My mother was named Shirley and was born in 1931. Her best friend was also named Shirley and was born in 1931. Both of them lived the first 50 years of their lives believing that they were named after Shirley Temple. It was my sad duty to inform them that since Shirley Temple made her first screen appearance in 1932, it was impossible for them to be named after her. The fact was that Shirley was just a popular name at that time.
Shirley Temple made her debut in a series of short, 10-minute films called Baby Burlesks. There are eight of them made in 1932-33, when Shirley was 4 and 5 years old, and they are outrageous. Someone actually went to the trouble of colorizing them, which I think makes them better, and they’re all on YouTube. Each one is a parody of a specific movie or a genre. In the parody of Mae West’s, She Done Him Wrong (1933), 5-year-old Shirley Temple does a great impersonation of Mae West, while wearing a diaper with a comically large safety pin. There is also an African safari episode with mostly 4-5-year-old black kids as natives with bones in their noses. It’s so the opposite of PC, yet still so cute it’s culturally, historically and morally confusing all at once. Shirley is the great white hunter and rides in on an elephant. She clearly couldn’t be happier, pointing at herself with her little thumbs, saying, “Look here.” She takes charge of scenes as though she were Meryl Streep – except she’s 5 and wearing a diaper while riding an elephant.

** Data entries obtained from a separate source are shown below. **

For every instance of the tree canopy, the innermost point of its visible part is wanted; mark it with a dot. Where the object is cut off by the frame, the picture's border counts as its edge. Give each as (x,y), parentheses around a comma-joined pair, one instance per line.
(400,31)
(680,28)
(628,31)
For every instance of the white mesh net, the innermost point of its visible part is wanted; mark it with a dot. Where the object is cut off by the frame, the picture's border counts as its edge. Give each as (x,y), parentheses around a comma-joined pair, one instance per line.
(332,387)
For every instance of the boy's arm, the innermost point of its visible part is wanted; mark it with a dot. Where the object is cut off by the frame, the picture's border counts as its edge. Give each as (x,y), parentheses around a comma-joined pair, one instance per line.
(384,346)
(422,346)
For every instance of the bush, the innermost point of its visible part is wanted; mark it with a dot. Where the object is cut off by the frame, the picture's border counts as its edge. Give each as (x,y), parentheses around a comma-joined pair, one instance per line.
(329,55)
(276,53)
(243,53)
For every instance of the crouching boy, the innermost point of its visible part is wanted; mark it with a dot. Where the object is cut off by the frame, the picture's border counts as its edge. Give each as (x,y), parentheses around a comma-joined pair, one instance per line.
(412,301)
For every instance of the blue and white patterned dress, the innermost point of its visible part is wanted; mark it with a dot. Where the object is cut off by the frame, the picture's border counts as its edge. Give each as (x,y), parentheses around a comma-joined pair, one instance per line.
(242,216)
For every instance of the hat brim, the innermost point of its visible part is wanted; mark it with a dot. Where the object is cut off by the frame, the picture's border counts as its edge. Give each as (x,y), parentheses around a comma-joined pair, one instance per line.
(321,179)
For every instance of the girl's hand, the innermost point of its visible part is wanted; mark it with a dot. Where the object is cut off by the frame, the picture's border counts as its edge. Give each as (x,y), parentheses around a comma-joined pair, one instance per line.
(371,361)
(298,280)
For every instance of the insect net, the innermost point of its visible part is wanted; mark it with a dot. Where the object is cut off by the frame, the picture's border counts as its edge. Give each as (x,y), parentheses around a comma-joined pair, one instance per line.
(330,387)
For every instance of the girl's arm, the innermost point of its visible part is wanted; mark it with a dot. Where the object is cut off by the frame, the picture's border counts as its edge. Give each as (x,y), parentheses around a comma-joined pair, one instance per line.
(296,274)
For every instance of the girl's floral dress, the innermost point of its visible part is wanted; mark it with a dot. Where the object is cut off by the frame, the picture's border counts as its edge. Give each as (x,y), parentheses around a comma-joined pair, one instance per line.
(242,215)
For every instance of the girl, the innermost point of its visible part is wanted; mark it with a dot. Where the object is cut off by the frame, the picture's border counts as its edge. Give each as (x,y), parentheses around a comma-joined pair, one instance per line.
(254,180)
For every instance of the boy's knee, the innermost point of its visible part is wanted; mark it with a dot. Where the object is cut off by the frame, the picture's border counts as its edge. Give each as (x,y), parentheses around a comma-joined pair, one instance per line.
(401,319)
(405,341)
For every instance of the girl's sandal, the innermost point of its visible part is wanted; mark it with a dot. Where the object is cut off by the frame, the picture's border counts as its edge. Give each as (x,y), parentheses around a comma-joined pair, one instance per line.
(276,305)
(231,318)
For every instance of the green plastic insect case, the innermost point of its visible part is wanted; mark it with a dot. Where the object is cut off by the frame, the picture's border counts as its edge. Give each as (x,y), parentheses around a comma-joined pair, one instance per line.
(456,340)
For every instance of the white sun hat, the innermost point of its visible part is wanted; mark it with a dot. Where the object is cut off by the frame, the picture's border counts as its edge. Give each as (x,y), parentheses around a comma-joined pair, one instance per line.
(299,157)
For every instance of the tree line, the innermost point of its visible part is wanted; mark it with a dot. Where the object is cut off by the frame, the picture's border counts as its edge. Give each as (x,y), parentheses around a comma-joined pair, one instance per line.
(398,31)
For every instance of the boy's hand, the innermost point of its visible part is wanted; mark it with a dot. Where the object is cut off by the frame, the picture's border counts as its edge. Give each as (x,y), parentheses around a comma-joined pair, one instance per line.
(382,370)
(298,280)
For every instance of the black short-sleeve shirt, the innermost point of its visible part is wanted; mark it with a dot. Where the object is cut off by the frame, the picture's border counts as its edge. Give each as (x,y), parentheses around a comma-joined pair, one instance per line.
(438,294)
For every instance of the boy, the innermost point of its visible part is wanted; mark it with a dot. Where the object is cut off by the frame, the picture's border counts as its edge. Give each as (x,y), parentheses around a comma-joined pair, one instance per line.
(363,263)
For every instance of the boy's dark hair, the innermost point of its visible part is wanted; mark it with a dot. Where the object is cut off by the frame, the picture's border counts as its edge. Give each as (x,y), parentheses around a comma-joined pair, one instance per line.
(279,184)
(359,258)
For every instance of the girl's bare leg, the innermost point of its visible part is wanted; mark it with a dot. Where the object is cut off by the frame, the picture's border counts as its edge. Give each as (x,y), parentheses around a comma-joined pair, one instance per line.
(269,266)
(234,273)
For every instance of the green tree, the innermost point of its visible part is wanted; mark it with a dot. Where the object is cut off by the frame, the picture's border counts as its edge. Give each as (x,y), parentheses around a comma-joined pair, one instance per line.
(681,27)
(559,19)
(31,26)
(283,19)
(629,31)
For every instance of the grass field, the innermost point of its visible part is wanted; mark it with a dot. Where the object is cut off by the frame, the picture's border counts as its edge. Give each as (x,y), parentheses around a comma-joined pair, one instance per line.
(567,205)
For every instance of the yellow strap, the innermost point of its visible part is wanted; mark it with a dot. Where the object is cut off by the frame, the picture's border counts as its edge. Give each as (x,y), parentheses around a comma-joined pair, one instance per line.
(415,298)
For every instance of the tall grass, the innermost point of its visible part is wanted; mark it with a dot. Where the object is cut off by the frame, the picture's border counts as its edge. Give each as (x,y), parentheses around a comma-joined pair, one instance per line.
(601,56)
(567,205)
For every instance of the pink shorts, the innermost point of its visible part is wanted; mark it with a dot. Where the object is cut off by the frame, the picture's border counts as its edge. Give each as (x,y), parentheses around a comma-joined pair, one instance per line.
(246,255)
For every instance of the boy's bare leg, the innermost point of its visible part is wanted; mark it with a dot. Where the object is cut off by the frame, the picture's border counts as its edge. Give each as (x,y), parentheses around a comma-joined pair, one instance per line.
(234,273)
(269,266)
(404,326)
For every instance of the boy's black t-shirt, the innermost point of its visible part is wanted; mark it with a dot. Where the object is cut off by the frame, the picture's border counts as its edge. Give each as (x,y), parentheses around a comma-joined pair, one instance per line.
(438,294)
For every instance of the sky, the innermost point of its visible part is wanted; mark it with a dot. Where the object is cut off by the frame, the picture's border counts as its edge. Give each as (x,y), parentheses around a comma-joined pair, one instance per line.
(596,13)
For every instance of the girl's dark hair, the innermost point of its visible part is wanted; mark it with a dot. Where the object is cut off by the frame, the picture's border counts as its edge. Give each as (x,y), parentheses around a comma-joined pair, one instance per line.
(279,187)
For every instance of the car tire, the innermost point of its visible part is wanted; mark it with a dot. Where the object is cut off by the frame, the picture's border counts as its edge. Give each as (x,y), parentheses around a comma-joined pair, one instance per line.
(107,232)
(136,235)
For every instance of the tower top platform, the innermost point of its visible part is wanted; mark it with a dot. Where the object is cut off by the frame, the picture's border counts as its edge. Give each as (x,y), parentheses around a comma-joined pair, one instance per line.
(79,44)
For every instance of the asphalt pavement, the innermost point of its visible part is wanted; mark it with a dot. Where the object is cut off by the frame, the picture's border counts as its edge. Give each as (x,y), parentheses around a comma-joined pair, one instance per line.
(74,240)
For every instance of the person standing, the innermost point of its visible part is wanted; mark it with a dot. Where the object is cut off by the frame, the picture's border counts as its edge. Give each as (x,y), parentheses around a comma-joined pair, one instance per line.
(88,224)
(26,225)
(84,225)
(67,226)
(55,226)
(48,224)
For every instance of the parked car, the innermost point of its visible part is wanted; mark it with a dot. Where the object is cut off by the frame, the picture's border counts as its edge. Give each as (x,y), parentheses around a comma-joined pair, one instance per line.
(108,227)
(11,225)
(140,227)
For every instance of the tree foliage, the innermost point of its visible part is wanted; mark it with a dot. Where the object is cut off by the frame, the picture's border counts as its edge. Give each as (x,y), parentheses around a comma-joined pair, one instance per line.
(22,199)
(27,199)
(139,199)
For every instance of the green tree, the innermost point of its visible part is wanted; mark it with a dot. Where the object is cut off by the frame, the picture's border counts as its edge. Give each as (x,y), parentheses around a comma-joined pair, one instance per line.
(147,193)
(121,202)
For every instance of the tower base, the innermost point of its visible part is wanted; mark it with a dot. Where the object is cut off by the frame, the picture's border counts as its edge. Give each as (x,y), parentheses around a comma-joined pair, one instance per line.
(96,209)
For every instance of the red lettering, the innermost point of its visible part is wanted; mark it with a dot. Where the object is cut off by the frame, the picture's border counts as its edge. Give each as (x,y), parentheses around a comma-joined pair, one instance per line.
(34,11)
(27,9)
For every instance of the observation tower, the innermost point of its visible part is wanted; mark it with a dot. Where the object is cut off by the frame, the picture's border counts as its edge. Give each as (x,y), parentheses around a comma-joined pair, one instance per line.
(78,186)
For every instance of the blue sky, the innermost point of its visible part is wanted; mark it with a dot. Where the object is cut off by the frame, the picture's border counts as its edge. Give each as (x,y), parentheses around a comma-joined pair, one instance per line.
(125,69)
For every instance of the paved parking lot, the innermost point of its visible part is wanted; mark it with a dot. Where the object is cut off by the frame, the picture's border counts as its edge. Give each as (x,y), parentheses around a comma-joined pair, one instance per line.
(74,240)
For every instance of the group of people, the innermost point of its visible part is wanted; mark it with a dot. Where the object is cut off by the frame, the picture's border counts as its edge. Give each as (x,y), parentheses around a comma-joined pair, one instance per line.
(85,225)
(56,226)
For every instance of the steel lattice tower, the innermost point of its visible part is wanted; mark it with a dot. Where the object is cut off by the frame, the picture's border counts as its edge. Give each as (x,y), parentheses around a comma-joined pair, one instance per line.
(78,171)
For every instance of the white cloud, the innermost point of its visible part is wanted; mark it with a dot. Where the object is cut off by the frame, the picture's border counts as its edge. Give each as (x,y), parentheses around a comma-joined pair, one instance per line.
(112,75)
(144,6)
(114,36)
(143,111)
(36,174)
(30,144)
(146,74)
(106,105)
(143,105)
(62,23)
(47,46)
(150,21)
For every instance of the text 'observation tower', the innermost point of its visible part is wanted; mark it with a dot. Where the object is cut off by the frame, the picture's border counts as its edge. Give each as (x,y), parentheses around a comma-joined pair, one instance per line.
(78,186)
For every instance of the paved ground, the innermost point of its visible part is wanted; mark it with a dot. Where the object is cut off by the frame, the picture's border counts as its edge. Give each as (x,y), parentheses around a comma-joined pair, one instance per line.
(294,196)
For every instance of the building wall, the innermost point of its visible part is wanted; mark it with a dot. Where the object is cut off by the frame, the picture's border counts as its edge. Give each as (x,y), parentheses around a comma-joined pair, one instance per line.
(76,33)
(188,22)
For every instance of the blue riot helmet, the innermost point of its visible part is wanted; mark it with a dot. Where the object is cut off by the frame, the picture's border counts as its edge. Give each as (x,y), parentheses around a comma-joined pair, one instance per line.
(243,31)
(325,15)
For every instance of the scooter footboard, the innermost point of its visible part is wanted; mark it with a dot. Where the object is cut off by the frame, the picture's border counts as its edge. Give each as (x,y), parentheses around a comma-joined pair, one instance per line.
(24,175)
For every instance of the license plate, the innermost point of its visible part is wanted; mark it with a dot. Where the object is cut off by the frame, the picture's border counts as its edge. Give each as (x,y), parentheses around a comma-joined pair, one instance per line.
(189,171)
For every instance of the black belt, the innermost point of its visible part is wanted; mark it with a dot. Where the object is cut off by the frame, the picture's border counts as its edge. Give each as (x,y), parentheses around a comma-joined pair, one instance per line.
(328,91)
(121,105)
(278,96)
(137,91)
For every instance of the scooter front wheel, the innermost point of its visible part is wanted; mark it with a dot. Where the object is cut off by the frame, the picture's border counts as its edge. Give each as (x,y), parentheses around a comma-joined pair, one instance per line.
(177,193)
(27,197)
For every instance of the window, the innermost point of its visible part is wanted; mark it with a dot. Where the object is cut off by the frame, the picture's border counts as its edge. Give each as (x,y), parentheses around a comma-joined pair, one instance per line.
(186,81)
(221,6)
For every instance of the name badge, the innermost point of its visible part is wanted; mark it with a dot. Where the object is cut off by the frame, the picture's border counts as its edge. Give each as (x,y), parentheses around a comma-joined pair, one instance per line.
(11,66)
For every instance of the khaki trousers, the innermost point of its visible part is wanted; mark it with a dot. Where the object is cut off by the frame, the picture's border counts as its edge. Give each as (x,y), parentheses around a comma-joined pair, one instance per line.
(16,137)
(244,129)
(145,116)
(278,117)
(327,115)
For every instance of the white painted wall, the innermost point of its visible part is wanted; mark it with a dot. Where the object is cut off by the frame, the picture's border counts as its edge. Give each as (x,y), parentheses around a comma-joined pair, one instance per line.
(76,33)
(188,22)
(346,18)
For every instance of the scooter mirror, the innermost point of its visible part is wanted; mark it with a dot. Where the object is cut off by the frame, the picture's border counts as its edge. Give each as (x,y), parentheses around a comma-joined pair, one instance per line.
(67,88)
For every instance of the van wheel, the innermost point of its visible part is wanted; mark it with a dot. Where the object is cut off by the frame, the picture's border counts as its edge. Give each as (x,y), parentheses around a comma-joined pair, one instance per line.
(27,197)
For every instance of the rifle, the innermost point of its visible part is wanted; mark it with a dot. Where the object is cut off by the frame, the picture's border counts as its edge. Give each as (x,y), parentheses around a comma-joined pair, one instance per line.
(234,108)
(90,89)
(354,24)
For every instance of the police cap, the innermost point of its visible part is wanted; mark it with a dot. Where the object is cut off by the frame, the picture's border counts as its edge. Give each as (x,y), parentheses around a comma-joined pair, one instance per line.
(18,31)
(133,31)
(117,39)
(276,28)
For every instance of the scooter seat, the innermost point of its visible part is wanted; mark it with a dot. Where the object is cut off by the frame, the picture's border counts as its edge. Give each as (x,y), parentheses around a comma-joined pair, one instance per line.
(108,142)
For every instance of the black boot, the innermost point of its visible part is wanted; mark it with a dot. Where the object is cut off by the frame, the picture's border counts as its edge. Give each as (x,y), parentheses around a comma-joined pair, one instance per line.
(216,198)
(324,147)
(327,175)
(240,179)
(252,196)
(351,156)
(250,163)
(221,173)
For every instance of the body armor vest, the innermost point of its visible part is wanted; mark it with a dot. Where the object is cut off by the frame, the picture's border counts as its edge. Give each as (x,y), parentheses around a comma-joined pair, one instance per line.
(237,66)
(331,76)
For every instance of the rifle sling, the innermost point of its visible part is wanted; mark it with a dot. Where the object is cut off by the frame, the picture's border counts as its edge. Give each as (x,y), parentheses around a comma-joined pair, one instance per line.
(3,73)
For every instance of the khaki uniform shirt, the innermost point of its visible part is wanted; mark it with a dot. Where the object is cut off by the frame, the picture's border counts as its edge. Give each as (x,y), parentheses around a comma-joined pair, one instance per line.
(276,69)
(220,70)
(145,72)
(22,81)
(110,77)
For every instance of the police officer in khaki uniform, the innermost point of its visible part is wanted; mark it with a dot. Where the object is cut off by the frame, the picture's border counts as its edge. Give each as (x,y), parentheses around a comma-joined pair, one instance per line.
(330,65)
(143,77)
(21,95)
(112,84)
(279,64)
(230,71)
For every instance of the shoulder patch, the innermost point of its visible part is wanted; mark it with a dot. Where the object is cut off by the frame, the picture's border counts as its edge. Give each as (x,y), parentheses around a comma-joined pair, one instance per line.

Within two years Shirley Temple was the biggest star in the world.
In 1934 when 20th Century Pictures acquired Fox Films, thus becoming 20th Century Fox, Fox’s single biggest asset was Shirley Temple, then John Ford, then having a big lot, sound stages and a laboratory.
I was in elementary school in the late-1960s when I first heard her referred to as Shirley Temple Black. I thought, “There’s a black Shirley Temple now? What next? A man on the moon?” When I saw her on the black and white TV news, and it was obviously good old Shirley Temple white (pushing 40 but still looking good with those cute dimples), she was now a right-wing politician supporting Richard Nixon, and she was just called Shirley Temple Black, I’m sorry to report that none of it made any sense to me. Even though I was 9, I thought Shirley Temple was married to John Agar. That she might have divorced him and married a white man named Black was beyond my ken.
Shirley wrote an autobiography, Child Star, in 1988, and it’s miserable. It doesn’t have a single memory that wasn’t put through the Hollywood washing machine with extra bleach.
Shirley Temple then became the American Ambassador to Czechoslovakia, then Ghana, and then Chief Protocol Officer of the United States. She lived to be 85.
And therefore, we should all have a wonderful day.